The mindset shift in online versus offline costs

Almost everything you pay for in online direct marketing is a fixed cost.  You need to buy an email platform, an online database, an advocacy platform, donation management, a content management system, etc.  Once you have these things, they scale relatively well with few costs.  Sure, there may be tiered pricing for a lot of things, but usually not many tiers.

Almost everything you pay for in offline direct marketing is a marginal cost.  If you want to send one more mailer, you have to pay for the additional paper, printing, postage, envelope, etc.  Very few own their own printing presses; you pay someone a marginal cost to absorb that fixed cost.  

This leads to vastly different outlooks on life for online and offline marketers, each with its own flaw.  An online marketer (especially from five years ago or so) is comfortable to pray and spray, counting on multiple emails to to sway where quality of email does not.  Similarly, if ads are CPC or CPA (go here for a glossary if these terms are new), you can put out bad ads and wait for volume to save you.  Your costs were up front.

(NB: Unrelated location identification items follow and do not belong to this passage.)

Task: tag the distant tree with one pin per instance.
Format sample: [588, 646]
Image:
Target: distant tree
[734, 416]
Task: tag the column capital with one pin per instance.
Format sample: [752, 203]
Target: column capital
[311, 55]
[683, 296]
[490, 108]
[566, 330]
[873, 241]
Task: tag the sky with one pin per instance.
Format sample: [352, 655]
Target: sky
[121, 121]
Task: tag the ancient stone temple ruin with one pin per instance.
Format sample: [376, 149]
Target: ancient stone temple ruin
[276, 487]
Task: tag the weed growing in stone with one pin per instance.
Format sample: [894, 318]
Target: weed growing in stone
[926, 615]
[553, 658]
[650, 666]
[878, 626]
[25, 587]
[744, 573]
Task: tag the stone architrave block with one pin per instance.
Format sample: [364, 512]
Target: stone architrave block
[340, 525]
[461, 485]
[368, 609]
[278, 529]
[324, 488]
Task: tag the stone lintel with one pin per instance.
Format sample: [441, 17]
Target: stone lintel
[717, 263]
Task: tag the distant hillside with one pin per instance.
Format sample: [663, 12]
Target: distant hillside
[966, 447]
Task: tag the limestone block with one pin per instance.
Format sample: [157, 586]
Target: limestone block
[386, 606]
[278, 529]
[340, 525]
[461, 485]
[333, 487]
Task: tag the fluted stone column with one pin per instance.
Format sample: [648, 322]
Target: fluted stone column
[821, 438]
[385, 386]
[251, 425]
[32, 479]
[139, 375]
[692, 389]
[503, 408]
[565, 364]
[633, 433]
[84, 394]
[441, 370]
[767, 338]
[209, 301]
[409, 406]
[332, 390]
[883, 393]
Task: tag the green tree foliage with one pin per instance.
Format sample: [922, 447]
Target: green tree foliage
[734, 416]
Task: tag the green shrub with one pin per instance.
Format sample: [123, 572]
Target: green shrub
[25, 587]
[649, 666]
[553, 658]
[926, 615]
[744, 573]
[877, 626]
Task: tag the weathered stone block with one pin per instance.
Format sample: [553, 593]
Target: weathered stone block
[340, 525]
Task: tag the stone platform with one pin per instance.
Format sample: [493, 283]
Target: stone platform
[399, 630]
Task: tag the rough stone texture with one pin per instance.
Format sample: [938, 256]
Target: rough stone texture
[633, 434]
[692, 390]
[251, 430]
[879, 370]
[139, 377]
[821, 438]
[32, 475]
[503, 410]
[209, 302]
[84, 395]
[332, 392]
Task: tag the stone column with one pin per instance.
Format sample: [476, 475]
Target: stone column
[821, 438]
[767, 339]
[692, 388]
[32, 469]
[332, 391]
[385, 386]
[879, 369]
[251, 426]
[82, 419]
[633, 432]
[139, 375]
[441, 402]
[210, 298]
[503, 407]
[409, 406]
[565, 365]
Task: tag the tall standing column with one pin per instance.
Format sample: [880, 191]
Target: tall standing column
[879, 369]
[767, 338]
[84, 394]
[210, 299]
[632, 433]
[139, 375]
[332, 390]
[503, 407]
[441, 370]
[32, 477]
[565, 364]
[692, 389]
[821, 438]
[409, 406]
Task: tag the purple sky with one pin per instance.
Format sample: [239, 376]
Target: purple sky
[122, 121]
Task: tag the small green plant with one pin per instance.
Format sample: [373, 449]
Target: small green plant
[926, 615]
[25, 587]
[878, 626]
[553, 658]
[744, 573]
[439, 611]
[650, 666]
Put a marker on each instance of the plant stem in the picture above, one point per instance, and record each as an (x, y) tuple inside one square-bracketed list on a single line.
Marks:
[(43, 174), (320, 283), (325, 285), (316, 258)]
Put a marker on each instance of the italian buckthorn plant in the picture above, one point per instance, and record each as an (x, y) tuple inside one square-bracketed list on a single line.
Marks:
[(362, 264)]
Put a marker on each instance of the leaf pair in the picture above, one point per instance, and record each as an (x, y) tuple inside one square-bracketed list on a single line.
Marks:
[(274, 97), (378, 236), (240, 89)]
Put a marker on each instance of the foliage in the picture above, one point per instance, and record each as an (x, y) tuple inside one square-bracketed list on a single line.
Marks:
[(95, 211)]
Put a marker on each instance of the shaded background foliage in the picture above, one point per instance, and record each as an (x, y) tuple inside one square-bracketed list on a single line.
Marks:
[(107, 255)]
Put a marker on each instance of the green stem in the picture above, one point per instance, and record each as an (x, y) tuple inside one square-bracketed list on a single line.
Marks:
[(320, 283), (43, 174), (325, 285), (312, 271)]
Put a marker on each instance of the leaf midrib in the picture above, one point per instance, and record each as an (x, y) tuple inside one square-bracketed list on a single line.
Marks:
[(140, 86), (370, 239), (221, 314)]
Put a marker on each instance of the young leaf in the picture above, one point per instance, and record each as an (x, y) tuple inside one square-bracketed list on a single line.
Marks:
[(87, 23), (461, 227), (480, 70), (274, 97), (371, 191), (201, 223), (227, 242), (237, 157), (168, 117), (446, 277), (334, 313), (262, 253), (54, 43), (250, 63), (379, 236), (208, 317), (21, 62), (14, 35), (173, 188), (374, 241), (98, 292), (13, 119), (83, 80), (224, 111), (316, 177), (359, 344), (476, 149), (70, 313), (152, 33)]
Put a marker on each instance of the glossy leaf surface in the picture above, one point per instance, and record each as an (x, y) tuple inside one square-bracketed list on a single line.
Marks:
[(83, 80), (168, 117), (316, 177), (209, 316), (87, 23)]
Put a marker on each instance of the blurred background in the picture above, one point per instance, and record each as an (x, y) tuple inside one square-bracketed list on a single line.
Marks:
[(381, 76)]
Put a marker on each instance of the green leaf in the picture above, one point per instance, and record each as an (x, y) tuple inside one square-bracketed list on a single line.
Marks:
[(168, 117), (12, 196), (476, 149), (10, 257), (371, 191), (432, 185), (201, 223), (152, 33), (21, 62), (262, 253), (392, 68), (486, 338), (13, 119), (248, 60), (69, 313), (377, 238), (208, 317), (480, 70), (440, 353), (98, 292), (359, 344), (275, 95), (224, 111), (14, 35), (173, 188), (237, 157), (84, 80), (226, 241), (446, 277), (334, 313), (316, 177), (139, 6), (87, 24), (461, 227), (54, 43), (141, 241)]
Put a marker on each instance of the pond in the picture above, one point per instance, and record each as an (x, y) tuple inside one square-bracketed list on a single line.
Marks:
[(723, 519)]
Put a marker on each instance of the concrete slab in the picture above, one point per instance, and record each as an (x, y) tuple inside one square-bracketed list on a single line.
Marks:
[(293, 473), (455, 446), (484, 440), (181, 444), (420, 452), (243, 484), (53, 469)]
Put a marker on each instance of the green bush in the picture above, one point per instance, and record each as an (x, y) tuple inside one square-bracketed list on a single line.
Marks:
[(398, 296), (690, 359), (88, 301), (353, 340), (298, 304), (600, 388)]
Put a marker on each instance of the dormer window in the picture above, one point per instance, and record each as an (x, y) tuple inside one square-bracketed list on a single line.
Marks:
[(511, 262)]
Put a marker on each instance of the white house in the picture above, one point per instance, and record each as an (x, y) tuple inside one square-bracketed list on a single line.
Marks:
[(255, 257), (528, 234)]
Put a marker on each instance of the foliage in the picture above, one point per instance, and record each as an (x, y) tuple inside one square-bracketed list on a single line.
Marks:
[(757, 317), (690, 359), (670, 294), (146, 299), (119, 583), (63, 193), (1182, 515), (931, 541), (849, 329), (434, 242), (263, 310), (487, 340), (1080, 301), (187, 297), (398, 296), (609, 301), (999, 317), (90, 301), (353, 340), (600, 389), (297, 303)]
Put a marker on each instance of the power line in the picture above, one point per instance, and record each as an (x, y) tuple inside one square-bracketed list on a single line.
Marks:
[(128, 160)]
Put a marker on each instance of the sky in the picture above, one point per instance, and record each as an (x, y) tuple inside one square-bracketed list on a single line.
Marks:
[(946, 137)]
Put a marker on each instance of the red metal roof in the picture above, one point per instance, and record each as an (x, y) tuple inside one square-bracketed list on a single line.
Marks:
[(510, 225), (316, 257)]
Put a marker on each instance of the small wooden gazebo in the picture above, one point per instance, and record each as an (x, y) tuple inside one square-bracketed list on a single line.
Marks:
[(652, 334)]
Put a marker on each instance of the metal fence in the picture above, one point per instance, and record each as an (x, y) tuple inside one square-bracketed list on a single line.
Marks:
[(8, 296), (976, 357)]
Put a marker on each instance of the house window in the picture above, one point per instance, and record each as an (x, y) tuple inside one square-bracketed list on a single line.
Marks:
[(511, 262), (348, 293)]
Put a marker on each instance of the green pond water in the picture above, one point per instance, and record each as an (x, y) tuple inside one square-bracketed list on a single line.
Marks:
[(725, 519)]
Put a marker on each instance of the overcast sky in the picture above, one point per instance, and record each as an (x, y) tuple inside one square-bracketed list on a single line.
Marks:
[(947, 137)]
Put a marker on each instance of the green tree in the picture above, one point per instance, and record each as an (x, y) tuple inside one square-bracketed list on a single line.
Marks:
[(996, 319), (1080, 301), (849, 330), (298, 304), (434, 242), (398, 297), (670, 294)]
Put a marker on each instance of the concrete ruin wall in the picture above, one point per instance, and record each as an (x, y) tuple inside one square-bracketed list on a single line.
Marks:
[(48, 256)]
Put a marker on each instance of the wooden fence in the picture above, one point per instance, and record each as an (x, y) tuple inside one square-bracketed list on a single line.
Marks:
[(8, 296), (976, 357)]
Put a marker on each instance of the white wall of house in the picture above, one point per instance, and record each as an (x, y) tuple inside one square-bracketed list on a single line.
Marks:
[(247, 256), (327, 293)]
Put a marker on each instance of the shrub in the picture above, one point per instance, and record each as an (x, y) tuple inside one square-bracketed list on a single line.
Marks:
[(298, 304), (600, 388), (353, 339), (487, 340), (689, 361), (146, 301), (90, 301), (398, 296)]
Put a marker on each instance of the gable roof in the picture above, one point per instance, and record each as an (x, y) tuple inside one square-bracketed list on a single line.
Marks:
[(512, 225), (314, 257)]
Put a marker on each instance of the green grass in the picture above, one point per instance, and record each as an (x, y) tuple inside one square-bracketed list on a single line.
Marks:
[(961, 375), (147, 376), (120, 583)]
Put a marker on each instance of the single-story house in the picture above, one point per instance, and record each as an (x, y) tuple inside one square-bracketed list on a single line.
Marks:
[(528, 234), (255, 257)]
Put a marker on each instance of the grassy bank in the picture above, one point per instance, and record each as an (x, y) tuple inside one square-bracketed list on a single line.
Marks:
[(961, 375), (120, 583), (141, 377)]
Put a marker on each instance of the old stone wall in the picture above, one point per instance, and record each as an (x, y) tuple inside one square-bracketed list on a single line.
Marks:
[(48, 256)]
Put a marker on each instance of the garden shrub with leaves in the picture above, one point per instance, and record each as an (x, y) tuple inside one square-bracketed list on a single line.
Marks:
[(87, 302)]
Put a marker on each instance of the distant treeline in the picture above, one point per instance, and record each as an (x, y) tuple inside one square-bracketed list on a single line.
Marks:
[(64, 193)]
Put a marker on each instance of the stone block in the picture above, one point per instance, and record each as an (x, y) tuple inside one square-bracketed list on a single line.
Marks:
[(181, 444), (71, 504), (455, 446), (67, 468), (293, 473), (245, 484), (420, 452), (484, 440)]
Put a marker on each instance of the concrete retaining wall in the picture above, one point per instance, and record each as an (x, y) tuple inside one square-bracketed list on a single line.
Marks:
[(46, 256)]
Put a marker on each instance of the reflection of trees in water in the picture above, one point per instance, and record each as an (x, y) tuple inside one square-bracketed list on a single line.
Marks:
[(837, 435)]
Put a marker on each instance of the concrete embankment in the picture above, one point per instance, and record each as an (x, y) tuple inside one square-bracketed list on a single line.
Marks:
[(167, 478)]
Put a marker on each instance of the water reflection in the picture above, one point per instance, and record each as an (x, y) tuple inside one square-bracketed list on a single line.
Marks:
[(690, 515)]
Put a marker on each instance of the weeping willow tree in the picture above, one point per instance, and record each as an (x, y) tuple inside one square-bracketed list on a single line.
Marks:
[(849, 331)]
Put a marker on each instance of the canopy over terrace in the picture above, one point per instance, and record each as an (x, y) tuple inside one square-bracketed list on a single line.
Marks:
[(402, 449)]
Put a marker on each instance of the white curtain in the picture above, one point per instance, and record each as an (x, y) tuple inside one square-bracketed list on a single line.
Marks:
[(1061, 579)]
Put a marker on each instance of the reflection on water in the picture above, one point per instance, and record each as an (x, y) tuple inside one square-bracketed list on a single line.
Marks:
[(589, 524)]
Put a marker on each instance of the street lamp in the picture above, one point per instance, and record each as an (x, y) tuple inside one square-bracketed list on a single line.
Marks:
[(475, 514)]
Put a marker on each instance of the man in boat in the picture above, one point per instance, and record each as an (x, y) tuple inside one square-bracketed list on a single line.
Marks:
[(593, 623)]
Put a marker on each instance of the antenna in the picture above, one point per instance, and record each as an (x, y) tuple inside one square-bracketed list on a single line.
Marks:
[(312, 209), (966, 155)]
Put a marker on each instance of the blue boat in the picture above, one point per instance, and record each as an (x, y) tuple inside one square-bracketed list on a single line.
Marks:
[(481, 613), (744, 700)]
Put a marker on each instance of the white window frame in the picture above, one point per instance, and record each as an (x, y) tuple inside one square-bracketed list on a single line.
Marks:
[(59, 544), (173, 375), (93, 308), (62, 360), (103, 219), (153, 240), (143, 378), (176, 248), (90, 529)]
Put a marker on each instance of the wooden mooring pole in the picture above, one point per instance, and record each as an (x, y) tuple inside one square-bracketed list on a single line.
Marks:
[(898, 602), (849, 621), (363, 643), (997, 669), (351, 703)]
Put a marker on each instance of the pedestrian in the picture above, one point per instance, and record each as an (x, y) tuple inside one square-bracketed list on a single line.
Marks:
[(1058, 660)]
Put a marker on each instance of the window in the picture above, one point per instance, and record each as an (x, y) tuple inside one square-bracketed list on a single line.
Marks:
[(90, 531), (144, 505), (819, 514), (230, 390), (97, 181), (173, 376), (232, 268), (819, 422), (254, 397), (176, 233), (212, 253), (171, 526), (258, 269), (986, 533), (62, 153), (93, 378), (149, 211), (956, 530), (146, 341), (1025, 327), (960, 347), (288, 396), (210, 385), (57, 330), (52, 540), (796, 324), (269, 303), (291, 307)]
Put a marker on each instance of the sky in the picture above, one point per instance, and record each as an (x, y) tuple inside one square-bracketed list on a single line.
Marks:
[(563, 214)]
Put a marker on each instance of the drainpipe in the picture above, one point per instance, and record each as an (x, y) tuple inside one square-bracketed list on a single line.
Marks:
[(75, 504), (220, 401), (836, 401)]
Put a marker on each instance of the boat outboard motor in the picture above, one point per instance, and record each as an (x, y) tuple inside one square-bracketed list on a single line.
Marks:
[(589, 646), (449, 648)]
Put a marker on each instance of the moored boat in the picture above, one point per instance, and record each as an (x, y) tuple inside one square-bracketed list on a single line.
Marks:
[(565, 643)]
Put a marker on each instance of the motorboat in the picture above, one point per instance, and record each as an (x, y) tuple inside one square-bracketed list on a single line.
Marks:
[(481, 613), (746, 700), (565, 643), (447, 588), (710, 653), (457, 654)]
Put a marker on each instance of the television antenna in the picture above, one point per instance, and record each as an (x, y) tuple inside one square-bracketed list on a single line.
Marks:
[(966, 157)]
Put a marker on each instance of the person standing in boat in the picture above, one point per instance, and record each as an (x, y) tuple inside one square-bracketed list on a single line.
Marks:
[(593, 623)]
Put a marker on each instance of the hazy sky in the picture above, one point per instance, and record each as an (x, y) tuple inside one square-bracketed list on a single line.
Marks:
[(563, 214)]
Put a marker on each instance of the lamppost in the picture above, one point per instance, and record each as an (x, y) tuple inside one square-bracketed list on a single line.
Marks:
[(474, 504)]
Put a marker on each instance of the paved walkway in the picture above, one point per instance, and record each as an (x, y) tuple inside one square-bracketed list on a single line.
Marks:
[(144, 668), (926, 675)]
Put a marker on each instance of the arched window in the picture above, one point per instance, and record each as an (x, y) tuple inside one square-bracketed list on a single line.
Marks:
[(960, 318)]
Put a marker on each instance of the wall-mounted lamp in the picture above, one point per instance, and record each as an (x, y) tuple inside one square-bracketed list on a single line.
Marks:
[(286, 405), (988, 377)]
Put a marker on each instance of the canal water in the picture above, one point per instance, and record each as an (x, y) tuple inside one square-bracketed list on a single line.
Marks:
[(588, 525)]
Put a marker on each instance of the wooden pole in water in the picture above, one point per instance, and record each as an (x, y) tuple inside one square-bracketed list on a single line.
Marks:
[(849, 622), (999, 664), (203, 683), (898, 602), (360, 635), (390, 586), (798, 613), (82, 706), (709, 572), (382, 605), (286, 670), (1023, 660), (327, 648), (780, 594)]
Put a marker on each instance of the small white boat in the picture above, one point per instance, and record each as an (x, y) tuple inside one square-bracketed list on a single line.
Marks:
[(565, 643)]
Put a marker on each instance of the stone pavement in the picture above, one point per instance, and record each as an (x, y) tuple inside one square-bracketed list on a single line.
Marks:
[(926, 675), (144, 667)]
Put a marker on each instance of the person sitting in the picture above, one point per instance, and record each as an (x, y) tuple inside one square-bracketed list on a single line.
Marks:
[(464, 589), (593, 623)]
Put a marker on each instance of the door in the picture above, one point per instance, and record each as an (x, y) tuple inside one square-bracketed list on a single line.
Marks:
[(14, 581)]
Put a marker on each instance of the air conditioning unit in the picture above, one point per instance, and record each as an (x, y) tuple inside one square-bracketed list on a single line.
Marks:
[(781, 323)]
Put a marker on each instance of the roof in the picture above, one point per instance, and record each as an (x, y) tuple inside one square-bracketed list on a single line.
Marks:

These ignore the hidden marginal costs of online: time and attention.  Time is the human resources you are putting into delivering and sending messages, which do go up with the number of different messages that are going out.  But more importantly, the attention of your audience is a finite resource.  Every time you deliver a message of valid and important to that person, you fill up that resource.  Every time you deliver an irrelevant message, you draw from that well — until there’s nothing left.

A recent DMA blog post talked about how ad blocking is a bad choice because it is a nuclear option, shutting down all ad communication with a consumer that is really trying to shut down bad ads.  I agree with the sentiment, but think the fault for that lies not with consumers choosing ad blocking or the ad blockers themselves, but in the advertisers that favor bulk over connection and interruption over permission.


On the flip side, offline direct marketers have been trained to the net.  Because there is a marginal cost to a piece, that cost must be covered by marginal revenue.  This leads to equal and opposite mistakes:

  • Overcommunication to donors with pieces that have positive net, never looking at the irritation caused or the declining revenues per piece until you have 20 pieces netting $.05 per when you could have four pieces netting $.50 per.
  • Underinvestment in strategies that are temporarily net negative.  This can be:
    • Acquisition, which can pay for itself over time
    • Lapsed reactivation – ditto
    • Cultivation communications.  Research shows that you can reduce churn significantly by asking about someone’s donor experience. Will this have upfront costs?  Yes.  But the cost will be more in the long term to have to reacquire those donors or get new ones to replace those to leave.

In short, offline and online need to learn from and appreciate the differences in their cost structures.  But they shouldn’t be bound by these structures to inevitable, unenviable fates.